Phoebe Snow was one of Those Voices. Soulful, jazzy, bluesy, tender, sassy — she could do it all, without allowing her sheer vocal prowess to diminish the emotional power of a song. The fact that fans couldn’t get enough of her wasn’t due to an irrational hunger. Snow simply didn’t record very often — after her initial flurry of activity in the mid-’70s, she made only four new studio albums in the last 30 years — and now her unique voice has been silenced.
Snow died this morning in Edison, N.J., from complications of a brain hemorrhage she suffered in January 2010. She was 58.
Snow’s manager, Sue Cameron, said the singer endured bouts of blood clots, pneumonia and congestive heart failure since her stroke.
“The loss of this unique and untouchable voice is incalculable,” Cameron said. “Phoebe was one of the brightest, funniest and most talented singer-songwriters of all time and, more importantly, a magnificent mother to her late brain-damaged daughter, Valerie, for 31 years.
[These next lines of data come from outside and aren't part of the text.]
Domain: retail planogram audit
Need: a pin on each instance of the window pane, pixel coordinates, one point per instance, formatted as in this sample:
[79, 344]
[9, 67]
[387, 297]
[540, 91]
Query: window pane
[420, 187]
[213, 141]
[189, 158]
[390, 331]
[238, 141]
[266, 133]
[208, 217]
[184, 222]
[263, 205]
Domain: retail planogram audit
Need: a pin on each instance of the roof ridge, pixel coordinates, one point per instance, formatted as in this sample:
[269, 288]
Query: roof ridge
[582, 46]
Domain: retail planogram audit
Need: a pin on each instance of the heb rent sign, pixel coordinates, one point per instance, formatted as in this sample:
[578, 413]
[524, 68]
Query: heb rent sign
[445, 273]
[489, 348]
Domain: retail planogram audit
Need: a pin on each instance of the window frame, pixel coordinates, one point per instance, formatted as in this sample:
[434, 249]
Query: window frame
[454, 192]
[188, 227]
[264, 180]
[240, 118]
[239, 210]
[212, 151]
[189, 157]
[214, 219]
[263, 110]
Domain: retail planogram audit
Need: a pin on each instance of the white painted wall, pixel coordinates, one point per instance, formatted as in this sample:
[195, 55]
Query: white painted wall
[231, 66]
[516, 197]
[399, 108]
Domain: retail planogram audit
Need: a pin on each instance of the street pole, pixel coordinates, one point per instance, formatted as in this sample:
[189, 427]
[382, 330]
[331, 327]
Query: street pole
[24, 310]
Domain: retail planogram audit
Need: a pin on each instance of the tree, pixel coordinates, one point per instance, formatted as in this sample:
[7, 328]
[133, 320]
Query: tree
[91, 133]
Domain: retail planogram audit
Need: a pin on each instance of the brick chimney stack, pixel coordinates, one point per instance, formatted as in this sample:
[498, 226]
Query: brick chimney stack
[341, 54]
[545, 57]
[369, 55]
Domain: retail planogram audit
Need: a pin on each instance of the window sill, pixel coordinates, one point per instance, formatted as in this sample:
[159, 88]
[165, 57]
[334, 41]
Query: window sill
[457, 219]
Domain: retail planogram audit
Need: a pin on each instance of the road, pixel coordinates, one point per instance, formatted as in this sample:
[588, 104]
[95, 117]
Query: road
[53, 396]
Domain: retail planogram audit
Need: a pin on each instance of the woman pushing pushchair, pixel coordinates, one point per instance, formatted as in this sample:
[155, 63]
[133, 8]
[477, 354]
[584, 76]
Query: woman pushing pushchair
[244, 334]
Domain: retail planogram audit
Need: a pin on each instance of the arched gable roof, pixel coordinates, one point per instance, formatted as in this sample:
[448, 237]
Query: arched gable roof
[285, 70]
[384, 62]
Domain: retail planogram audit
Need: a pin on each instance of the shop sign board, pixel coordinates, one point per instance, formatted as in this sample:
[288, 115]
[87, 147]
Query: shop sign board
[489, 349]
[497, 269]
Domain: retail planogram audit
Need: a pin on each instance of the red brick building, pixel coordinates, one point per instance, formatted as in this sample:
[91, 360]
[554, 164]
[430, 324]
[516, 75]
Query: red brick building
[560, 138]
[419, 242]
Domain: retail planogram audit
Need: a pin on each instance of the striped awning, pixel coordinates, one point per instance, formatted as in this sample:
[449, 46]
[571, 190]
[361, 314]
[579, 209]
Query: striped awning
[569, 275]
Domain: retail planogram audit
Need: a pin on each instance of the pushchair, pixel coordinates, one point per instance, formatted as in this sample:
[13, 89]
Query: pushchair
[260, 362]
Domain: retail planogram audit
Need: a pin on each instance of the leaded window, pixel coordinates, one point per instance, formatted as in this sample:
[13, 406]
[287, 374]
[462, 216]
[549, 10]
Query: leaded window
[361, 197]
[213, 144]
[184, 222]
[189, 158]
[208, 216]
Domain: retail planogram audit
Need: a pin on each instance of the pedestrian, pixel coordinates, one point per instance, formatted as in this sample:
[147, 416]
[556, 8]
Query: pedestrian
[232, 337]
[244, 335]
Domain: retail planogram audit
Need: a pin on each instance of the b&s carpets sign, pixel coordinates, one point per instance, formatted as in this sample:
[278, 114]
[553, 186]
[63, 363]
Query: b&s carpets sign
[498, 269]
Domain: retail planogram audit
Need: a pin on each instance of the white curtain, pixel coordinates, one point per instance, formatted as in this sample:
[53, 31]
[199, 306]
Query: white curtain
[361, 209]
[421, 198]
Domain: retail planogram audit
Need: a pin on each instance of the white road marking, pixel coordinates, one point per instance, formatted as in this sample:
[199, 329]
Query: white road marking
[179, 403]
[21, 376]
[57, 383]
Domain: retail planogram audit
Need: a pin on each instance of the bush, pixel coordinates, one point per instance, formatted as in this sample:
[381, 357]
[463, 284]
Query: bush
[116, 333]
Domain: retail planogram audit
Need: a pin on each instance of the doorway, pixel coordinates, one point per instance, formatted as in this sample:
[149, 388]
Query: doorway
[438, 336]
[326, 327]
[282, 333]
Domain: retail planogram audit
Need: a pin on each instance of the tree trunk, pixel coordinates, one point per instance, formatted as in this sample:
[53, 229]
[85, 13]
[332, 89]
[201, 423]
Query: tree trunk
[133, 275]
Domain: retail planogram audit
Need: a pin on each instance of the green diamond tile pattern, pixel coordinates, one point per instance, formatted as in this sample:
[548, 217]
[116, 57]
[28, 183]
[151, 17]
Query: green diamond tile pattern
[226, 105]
Phoebe felt that was her greatest accomplishment.”
Snow first album, the self-titled LP in 1974, contained her biggest hit, the soothing “Poetry Man.” The soothing song found fertile ground at FM radio among other burgeoning hit-makers of the day, from Roberta Flack before her to Janis Ian soon after.
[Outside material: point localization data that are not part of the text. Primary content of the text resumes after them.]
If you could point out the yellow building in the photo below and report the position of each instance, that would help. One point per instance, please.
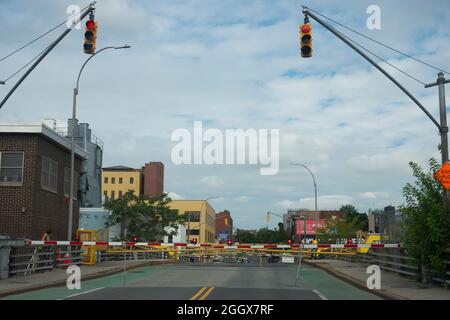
(116, 181)
(200, 221)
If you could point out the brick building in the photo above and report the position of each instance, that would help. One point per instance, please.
(224, 226)
(35, 181)
(117, 180)
(153, 176)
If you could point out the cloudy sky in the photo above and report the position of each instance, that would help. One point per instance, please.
(236, 64)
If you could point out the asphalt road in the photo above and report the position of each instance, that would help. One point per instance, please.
(210, 282)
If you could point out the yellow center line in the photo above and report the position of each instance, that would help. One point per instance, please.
(198, 293)
(206, 294)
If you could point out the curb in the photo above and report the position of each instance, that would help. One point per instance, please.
(59, 283)
(355, 282)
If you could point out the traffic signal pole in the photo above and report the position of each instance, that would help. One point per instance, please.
(442, 129)
(46, 52)
(441, 81)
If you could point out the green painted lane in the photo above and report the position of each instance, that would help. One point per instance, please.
(118, 279)
(333, 288)
(153, 281)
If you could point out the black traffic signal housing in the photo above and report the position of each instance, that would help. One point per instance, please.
(306, 40)
(90, 36)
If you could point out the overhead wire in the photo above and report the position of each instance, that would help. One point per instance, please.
(380, 58)
(43, 35)
(379, 42)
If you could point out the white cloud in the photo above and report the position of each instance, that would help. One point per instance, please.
(242, 199)
(235, 64)
(213, 181)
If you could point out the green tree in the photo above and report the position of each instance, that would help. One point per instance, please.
(142, 216)
(426, 229)
(353, 217)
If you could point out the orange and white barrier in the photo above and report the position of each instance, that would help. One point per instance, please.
(213, 245)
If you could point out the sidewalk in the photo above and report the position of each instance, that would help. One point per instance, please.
(58, 276)
(393, 286)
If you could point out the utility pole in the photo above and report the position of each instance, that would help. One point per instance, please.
(440, 82)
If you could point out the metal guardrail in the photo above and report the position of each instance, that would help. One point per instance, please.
(26, 260)
(394, 261)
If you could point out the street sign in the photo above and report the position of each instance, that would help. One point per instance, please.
(443, 175)
(287, 259)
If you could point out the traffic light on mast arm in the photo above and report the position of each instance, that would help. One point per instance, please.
(90, 36)
(306, 40)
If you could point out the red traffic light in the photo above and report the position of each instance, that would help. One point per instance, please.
(305, 28)
(90, 25)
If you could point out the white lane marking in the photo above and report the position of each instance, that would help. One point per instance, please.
(80, 293)
(320, 294)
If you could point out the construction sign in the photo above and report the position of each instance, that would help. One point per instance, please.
(443, 175)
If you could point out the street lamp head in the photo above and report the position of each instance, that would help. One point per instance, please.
(123, 47)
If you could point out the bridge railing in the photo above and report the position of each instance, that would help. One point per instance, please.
(397, 261)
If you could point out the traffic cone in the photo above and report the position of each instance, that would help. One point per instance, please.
(67, 259)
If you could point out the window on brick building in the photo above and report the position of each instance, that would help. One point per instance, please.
(193, 216)
(67, 183)
(49, 174)
(11, 167)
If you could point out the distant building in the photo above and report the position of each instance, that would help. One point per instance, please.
(179, 237)
(117, 180)
(35, 181)
(200, 220)
(95, 219)
(153, 177)
(386, 222)
(224, 226)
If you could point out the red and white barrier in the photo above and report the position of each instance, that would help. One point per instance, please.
(213, 245)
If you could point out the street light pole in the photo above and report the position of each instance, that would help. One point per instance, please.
(72, 139)
(440, 82)
(315, 194)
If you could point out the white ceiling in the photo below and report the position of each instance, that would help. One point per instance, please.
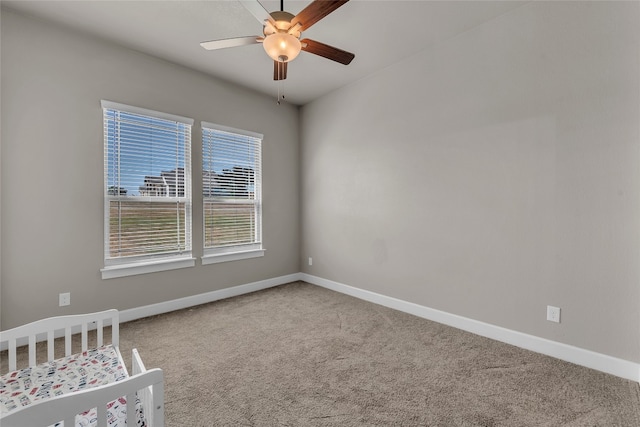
(379, 33)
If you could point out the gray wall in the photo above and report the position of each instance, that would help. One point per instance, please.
(491, 175)
(52, 171)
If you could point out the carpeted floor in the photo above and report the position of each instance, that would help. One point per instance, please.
(301, 355)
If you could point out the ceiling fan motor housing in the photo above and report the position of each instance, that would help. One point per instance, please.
(282, 42)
That first record was released through Shelter, Leon Russell’s Oklahoma-based label that also helped launch careers for Tom Petty, Joe Cocker and others. Russell’s partner at Shelter, Denny Cordell, heard Snow in a Greenwich Village club the year before and snatched her up. That same year, he told Billboard magazine about his outlook for Shelter: “The music I’m looking for is that universal music where it makes no difference if the roots are in rock, country, soul, gospel or blues, as long as it has something which transcends those emotions and can appeal to anyone.”
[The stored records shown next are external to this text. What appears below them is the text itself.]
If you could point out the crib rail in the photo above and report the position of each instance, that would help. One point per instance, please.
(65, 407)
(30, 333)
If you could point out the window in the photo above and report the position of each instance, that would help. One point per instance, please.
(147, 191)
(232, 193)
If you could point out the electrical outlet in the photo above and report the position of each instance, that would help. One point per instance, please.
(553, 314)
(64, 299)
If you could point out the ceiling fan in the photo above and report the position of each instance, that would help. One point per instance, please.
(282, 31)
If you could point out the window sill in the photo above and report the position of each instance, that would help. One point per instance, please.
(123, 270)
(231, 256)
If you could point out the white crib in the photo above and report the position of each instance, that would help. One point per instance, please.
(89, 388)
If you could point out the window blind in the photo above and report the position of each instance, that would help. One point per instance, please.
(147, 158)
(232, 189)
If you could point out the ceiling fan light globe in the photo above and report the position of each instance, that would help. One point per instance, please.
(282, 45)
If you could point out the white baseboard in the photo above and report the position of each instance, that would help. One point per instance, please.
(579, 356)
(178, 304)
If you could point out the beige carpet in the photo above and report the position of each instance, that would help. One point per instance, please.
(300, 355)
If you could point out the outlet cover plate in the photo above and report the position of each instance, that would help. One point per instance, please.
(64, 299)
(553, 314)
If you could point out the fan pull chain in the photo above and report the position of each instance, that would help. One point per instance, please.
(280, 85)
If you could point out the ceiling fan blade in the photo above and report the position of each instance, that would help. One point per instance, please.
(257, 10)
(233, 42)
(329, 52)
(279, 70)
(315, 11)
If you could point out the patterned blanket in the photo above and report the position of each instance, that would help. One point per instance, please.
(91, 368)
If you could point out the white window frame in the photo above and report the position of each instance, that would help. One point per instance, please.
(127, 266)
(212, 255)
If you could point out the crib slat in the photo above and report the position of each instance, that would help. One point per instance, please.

That certainly described Snow. Her vocal talent adapted to genres far beyond the Greenwich Village folk that informed “Poetry Man.” On the records that followed over the next few years, Snow ably delivered standards (“Teach Me Tonight”), soul (“Shakey Ground”), Gershwin (“There’s a Boat Dat’s Leavin’ Soon for New York”) and a lot of her own songs, most of which straddled the boundaries of jazz and pop, presaging an easy-going (but not easy listening) style that later, with similar singers like Diane Schuur, would be folded into smooth jazz.
Versatility is often incongruous with commercial success, and as Snow’s sales dipped she stepped aside. Her daughter had been born in 1975 with hydrocephalus, a buildup of fluid in the brain cavity that inhibits brain development, and required constant care. She died in 2007 at age 31.
“She was the only thing that was holding me together,” she told the San Francisco Chronicle in 2008. “My life was her, completely about her, from the moment I woke up to the moment I went to bed at night.”
From 1981 to 2003, she released only four new albums of her own. In the interim, she contributed to many projects with other artists, including Donald Fagen’s Rock & Soul Revue tour in 1991 and a performance at the 1994 Woodstock anniversary concert with Thelma Houston, Mavis Staples and CeCe Peniston.
Before her stroke last year, Snow was planning a new album and had a tour scheduled.
Contributing: Associated Press
Update: Snow’s obits today report her age as either 58 or 60. AP’s report lists Snow’s age as 60. However, every music reference site and book I’ve got says her birthday was July 17, 1952, making her 58. Her official site says 1952, and a Snow fan site reports, “Phoebe was 58. Some of the news reports say she was 60, but 58 is correct.”